The Consumer Financial Protection Bureau (CFPB) has a new acting director, none other than Treasury Secretary Scott Bessent.
The news was announced today after the firing of former CFPB director Rohit Chopra over the weekend, which had been responsible for the agency since September 2021.
It is now questioning what is coming next to the agency born out of the great financial crisis (GFC) in the early 2000s.
An important performance of CFPB was the creation of the ability to repay/qualified priority loans (ATR/QM) rule.
Among other things, it requires mortgage loan applicants to qualify using verified financial information while prohibiting risky loan properties such as negative amortization.
Why was CFPB created anyway?
I have long said that the difference between the early 2000s housing market and today is the rules for financing home loans.
Back in the early 2000s, you could take down a mortgage loan with zero while delivering very little financial documentation.
Often, all it took was a credit report to be approved for a mortgage loan. And you can even get by with a subprime -credit score, under 620.
The amount of layered risk at that time was beyond pale. Imagine an investor buying a four-unit property without money down, a 620 FICO score and zero documentation.
And on top of it by taking an interest rate-adjustable priority loan, or perhaps worse, a negative amortization loan where the monthly payment did not even cover the least interest.
All with home assessors was not well regulated, which led to skyrocketing housing prices that were clearly unsustainable afterwards.
That was what led to the collapse of the housing market at that time with countless banks and lenders who went out of service.
It was so bad that it led to major reforms, namely the Dodd-Frank Act in 2010. Part of these sweeping changes resulted in the creation of CFPB.
What is the purpose of CFPB?
In its own words, CFPB was set up to “increase the accountability of the government by consolidating consumer financial protection authorities that had existed across seven different federal agencies to one.”
The independent agency consolidated employees and responsibilities from a number of existing agencies, including the Federal Reserve, FTC, FDIC, NCUA and HUD.
Running its creation was the fact that “the consumer’s financial protection had not been the primary focus of any federal agency,” nor did an agency have the necessary tools to oversee the entire market.
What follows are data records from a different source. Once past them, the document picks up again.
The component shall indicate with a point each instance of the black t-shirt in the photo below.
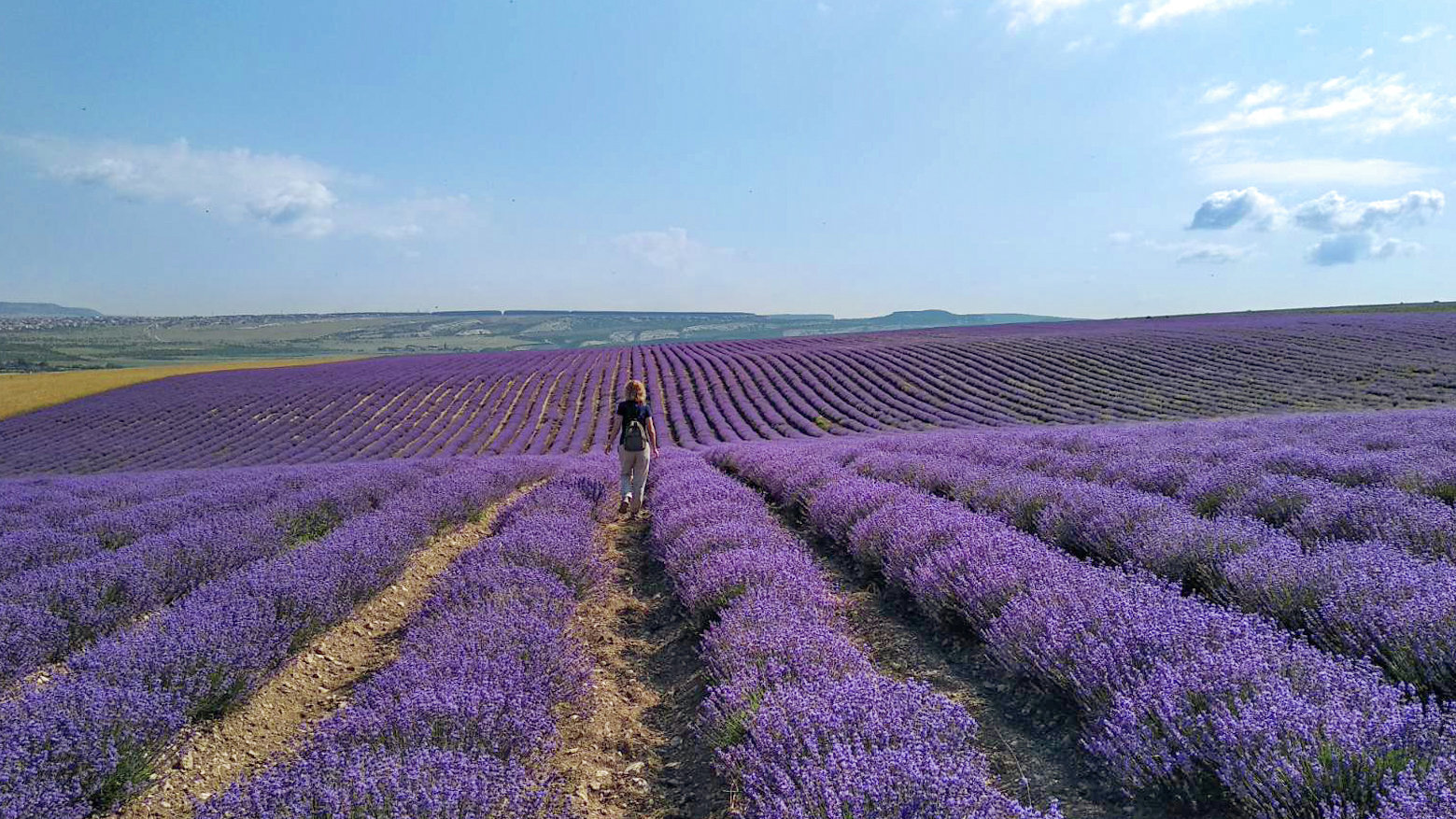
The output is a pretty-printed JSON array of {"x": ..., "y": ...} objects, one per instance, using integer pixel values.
[{"x": 632, "y": 411}]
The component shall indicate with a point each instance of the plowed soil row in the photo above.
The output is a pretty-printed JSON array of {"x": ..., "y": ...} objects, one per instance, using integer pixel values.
[
  {"x": 632, "y": 753},
  {"x": 1029, "y": 738},
  {"x": 280, "y": 716}
]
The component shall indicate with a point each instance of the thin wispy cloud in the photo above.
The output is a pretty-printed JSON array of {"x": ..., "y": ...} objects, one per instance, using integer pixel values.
[
  {"x": 1138, "y": 15},
  {"x": 1152, "y": 13},
  {"x": 1370, "y": 106},
  {"x": 1219, "y": 93},
  {"x": 1315, "y": 172},
  {"x": 1187, "y": 252},
  {"x": 1424, "y": 34},
  {"x": 1350, "y": 247},
  {"x": 283, "y": 192},
  {"x": 669, "y": 249}
]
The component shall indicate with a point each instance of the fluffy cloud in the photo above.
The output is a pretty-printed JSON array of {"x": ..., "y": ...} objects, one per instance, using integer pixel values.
[
  {"x": 1367, "y": 105},
  {"x": 1336, "y": 214},
  {"x": 1351, "y": 230},
  {"x": 283, "y": 192},
  {"x": 1228, "y": 208},
  {"x": 1349, "y": 247}
]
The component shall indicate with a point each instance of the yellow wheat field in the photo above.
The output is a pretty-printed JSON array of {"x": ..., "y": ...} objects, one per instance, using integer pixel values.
[{"x": 28, "y": 391}]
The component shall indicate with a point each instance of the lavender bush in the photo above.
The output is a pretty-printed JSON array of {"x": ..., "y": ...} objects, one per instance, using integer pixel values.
[{"x": 799, "y": 719}]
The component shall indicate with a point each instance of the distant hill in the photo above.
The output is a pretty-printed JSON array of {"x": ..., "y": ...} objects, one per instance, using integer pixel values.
[
  {"x": 945, "y": 318},
  {"x": 44, "y": 310}
]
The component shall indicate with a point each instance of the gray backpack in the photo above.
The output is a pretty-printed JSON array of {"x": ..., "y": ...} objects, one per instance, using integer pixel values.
[{"x": 633, "y": 435}]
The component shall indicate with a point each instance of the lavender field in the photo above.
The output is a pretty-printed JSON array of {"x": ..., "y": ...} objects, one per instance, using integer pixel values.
[
  {"x": 968, "y": 573},
  {"x": 726, "y": 391}
]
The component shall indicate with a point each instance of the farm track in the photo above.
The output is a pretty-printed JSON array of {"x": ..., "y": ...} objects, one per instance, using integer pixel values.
[
  {"x": 632, "y": 754},
  {"x": 276, "y": 720},
  {"x": 1029, "y": 738}
]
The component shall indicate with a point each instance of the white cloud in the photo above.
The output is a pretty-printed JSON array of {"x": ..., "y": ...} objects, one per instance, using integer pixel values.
[
  {"x": 283, "y": 192},
  {"x": 669, "y": 249},
  {"x": 1206, "y": 253},
  {"x": 1424, "y": 34},
  {"x": 1336, "y": 213},
  {"x": 1152, "y": 13},
  {"x": 1219, "y": 93},
  {"x": 1351, "y": 230},
  {"x": 1369, "y": 105},
  {"x": 1350, "y": 247},
  {"x": 1315, "y": 171},
  {"x": 1138, "y": 13},
  {"x": 1037, "y": 12},
  {"x": 1228, "y": 208},
  {"x": 1263, "y": 95},
  {"x": 1185, "y": 252}
]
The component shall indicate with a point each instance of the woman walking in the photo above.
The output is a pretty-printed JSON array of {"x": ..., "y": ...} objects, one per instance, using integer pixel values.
[{"x": 637, "y": 443}]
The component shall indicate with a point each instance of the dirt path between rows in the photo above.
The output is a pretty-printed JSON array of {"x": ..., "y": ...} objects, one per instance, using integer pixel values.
[
  {"x": 1031, "y": 740},
  {"x": 632, "y": 753},
  {"x": 276, "y": 720}
]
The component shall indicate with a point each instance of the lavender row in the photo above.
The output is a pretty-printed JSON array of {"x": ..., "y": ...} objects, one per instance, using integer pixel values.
[
  {"x": 1367, "y": 600},
  {"x": 463, "y": 723},
  {"x": 89, "y": 740},
  {"x": 1309, "y": 509},
  {"x": 536, "y": 402},
  {"x": 1411, "y": 451},
  {"x": 1181, "y": 696},
  {"x": 799, "y": 716},
  {"x": 47, "y": 613},
  {"x": 114, "y": 511}
]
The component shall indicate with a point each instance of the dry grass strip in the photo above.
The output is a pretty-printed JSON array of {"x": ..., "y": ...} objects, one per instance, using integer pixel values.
[
  {"x": 274, "y": 722},
  {"x": 28, "y": 391}
]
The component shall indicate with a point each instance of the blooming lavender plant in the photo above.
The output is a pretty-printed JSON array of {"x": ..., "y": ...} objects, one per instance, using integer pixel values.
[{"x": 799, "y": 716}]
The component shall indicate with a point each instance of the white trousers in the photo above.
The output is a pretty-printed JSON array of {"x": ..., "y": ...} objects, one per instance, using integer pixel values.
[{"x": 633, "y": 472}]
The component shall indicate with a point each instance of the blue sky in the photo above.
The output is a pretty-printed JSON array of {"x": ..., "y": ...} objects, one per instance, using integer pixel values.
[{"x": 1078, "y": 158}]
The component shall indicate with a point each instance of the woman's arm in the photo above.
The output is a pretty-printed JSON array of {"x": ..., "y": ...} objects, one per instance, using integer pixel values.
[{"x": 612, "y": 433}]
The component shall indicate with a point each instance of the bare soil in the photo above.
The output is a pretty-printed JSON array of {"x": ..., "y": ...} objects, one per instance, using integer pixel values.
[
  {"x": 274, "y": 722},
  {"x": 1029, "y": 738},
  {"x": 632, "y": 753}
]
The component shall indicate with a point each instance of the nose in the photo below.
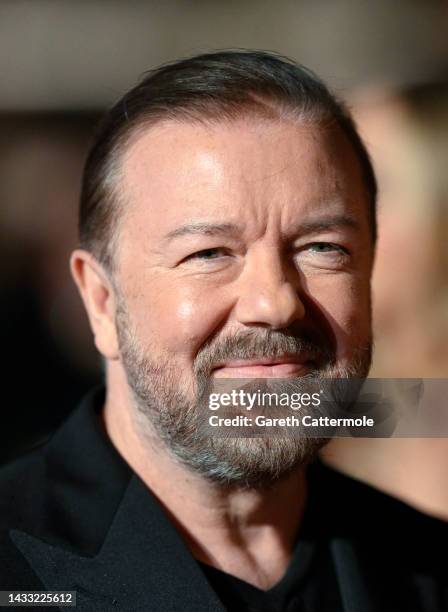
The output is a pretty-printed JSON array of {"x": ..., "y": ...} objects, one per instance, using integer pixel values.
[{"x": 269, "y": 293}]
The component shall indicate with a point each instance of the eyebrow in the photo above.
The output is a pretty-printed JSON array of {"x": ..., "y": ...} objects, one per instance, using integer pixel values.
[
  {"x": 221, "y": 229},
  {"x": 328, "y": 222},
  {"x": 203, "y": 229}
]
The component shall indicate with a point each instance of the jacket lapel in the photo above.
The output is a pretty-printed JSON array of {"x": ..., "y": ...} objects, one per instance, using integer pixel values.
[{"x": 143, "y": 563}]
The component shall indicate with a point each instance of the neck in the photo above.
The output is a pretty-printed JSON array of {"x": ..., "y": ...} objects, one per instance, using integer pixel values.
[{"x": 249, "y": 533}]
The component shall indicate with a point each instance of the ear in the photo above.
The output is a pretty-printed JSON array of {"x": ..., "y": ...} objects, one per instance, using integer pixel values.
[{"x": 98, "y": 296}]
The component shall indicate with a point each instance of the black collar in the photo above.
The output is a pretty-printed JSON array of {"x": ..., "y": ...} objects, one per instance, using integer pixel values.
[{"x": 105, "y": 535}]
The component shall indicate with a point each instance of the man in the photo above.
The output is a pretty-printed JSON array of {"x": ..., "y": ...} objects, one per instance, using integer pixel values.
[{"x": 227, "y": 231}]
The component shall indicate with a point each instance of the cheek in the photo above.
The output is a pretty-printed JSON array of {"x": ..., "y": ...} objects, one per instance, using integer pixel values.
[
  {"x": 345, "y": 303},
  {"x": 180, "y": 319}
]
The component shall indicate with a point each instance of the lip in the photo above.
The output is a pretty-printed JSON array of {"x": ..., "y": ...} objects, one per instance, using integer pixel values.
[{"x": 265, "y": 367}]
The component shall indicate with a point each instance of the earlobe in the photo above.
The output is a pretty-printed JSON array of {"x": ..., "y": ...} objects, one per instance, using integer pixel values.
[{"x": 98, "y": 295}]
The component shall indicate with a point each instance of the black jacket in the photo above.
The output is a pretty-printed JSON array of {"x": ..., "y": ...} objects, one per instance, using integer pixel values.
[{"x": 73, "y": 516}]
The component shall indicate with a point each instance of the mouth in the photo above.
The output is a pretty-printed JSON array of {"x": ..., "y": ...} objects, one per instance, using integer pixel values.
[{"x": 283, "y": 366}]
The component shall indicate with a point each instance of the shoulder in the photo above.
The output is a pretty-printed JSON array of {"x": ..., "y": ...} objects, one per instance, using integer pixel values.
[{"x": 22, "y": 492}]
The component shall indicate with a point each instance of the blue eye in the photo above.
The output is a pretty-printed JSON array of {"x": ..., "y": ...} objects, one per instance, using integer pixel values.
[
  {"x": 325, "y": 247},
  {"x": 206, "y": 254}
]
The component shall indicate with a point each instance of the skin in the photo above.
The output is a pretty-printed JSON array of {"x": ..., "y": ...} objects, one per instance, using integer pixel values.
[{"x": 299, "y": 256}]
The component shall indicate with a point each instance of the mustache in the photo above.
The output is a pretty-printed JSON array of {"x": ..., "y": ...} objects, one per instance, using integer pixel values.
[{"x": 254, "y": 344}]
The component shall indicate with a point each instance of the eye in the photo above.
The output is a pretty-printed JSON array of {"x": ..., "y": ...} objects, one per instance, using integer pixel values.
[
  {"x": 207, "y": 254},
  {"x": 326, "y": 247}
]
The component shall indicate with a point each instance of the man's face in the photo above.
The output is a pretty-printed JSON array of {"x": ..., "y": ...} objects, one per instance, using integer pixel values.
[{"x": 244, "y": 251}]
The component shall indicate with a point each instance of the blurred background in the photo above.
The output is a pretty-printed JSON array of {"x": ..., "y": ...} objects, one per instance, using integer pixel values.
[{"x": 63, "y": 62}]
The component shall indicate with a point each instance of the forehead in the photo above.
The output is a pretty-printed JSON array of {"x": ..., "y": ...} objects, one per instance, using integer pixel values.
[{"x": 250, "y": 169}]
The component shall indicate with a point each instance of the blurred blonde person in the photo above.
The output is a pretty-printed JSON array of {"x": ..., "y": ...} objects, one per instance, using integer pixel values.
[{"x": 407, "y": 136}]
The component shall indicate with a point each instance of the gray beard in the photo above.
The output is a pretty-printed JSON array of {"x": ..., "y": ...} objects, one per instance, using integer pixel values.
[{"x": 170, "y": 407}]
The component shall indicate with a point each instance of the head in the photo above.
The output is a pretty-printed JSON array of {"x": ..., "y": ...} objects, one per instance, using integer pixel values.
[{"x": 227, "y": 230}]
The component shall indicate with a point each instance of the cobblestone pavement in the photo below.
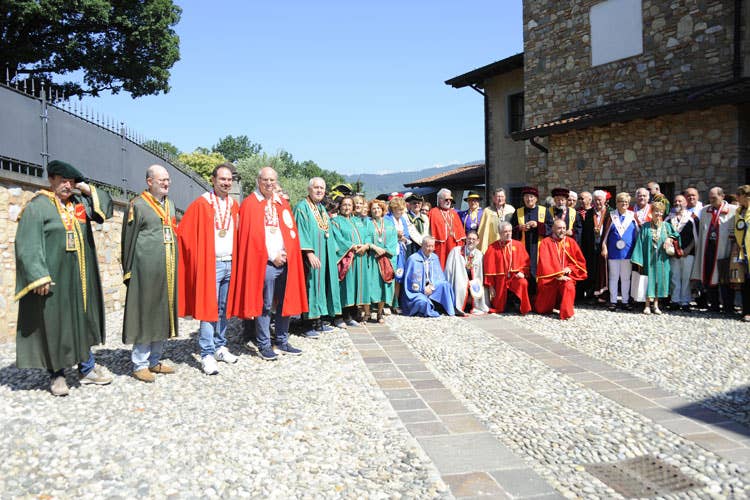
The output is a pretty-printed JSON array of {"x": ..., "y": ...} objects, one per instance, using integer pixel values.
[{"x": 489, "y": 406}]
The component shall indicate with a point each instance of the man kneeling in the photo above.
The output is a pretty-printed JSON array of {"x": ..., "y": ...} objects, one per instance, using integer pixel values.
[
  {"x": 506, "y": 265},
  {"x": 425, "y": 284},
  {"x": 561, "y": 264}
]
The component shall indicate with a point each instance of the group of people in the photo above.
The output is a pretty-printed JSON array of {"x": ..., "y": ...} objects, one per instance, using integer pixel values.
[{"x": 337, "y": 260}]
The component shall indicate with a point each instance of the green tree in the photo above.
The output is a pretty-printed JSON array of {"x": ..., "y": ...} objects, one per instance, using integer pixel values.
[
  {"x": 160, "y": 147},
  {"x": 235, "y": 148},
  {"x": 116, "y": 45},
  {"x": 202, "y": 163}
]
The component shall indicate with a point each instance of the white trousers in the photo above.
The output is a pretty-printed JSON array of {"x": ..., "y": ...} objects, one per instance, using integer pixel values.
[
  {"x": 680, "y": 273},
  {"x": 619, "y": 270}
]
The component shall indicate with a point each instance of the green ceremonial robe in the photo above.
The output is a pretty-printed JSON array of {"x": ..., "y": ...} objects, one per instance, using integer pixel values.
[
  {"x": 149, "y": 267},
  {"x": 323, "y": 295},
  {"x": 348, "y": 232},
  {"x": 381, "y": 291},
  {"x": 57, "y": 331},
  {"x": 653, "y": 258}
]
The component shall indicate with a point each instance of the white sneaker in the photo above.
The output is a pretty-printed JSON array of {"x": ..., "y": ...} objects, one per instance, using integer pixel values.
[
  {"x": 224, "y": 355},
  {"x": 209, "y": 365}
]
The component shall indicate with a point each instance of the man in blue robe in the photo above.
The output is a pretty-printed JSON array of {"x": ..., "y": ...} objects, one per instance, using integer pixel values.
[{"x": 425, "y": 284}]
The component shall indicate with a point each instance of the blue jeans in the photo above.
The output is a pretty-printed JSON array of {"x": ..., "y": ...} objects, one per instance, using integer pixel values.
[
  {"x": 84, "y": 367},
  {"x": 146, "y": 355},
  {"x": 213, "y": 334},
  {"x": 274, "y": 286}
]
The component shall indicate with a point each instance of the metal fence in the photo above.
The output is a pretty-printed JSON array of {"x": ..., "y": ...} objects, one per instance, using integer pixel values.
[{"x": 35, "y": 128}]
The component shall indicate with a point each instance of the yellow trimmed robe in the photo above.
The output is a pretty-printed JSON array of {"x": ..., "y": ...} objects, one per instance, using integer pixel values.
[
  {"x": 57, "y": 331},
  {"x": 149, "y": 266}
]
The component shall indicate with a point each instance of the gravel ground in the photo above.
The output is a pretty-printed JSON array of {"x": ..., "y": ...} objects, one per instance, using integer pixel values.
[
  {"x": 698, "y": 356},
  {"x": 556, "y": 424},
  {"x": 308, "y": 427}
]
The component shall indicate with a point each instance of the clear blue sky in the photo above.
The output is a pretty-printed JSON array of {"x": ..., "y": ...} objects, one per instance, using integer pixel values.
[{"x": 354, "y": 86}]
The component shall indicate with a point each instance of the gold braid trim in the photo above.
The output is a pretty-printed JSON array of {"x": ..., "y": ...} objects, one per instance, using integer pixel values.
[{"x": 31, "y": 286}]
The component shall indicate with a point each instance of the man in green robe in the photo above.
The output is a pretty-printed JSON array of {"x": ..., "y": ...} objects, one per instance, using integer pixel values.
[
  {"x": 149, "y": 266},
  {"x": 319, "y": 254},
  {"x": 61, "y": 307}
]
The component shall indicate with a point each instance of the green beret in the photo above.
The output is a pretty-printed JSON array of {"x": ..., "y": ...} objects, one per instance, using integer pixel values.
[{"x": 66, "y": 170}]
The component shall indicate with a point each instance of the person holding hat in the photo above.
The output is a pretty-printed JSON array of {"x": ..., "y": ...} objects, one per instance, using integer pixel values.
[
  {"x": 562, "y": 210},
  {"x": 531, "y": 224},
  {"x": 491, "y": 217},
  {"x": 471, "y": 217},
  {"x": 445, "y": 226},
  {"x": 61, "y": 307}
]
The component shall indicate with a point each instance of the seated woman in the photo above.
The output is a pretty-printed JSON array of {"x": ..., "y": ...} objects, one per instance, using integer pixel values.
[{"x": 425, "y": 285}]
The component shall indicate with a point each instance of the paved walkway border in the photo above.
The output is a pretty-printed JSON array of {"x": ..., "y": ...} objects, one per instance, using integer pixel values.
[{"x": 471, "y": 461}]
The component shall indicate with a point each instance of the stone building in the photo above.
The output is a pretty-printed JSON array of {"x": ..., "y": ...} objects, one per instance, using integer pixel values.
[{"x": 620, "y": 92}]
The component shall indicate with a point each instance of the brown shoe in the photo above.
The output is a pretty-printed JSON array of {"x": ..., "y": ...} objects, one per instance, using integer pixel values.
[
  {"x": 144, "y": 375},
  {"x": 161, "y": 368}
]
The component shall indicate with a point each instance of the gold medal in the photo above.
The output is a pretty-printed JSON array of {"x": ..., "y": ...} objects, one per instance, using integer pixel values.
[{"x": 70, "y": 241}]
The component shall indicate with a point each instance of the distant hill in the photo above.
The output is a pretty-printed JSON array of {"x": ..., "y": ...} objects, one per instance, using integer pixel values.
[{"x": 375, "y": 184}]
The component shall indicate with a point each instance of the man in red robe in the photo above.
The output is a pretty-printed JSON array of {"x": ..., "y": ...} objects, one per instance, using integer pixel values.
[
  {"x": 268, "y": 266},
  {"x": 207, "y": 235},
  {"x": 445, "y": 226},
  {"x": 561, "y": 264},
  {"x": 506, "y": 265}
]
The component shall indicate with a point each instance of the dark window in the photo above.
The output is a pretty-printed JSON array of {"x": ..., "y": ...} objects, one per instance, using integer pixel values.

“The result was a system without effective rules or consistent enforcement. The results can be seen, both in the financial crisis in 2008 and in its demand. “
CFPB completed many things since its inception, including cracking down on banks and lenders, limiting credit card late fees, reducing mortgage loan fees and most recently reducing the effect of medical debt on credit reports.
In the priority world, the CFPBs resulted before owing the initiative, in the creation of the loan estimate (LE) and closure of detection (CD).
These replaced the long-standing estimate of good faith (GFE), the truth of lending (to) disclosure and skin-1 to help consumers understand their loan terms and the many costs associated with getting a mortgage loan.
They also created and implemented the ATR/QM rule in early 2014 to ensure that we would not experience another priority crisis driven by toxic lending.
And so far, one could argue that it has worked well, although there are still some questionable priority loans out there.
What does new leadership mean at CFPB for the housing market?
At this point, it is unclear what will change at CFPB. But the staff have been asked to stop the work.
One thing, however, remains clear.
We need to ensure that the priority protection introduced a decade ago remains in place that goes on.
The last thing we want is a rollback of any consumer protection or a return to loose loan then.
As I have said, the lack of high risk priority loans in the market today has kept the housing market buffed from another major crash despite poorly affordable price.
If these protections were to be removed, we would be back in trouble in a short time at all. That is not to say that this will happen under new leadership, but it is something to keep an eye on.
Today, it is much more difficult to overcome a homeowner or put them in a type of loan that is not beneficial to them.
This includes things like 40-year priority loans, NEG-AM loans and prepayment sentences, or just a loan that the homeowner can’t really afford.
Hopefully it will remain in that way to move forward and further protection is advanced if and when needed.
The key to a healthy housing market, except for adequate supply, is safe and healthy insurance. Without that, we could be doomed to repeat the story before rather than later.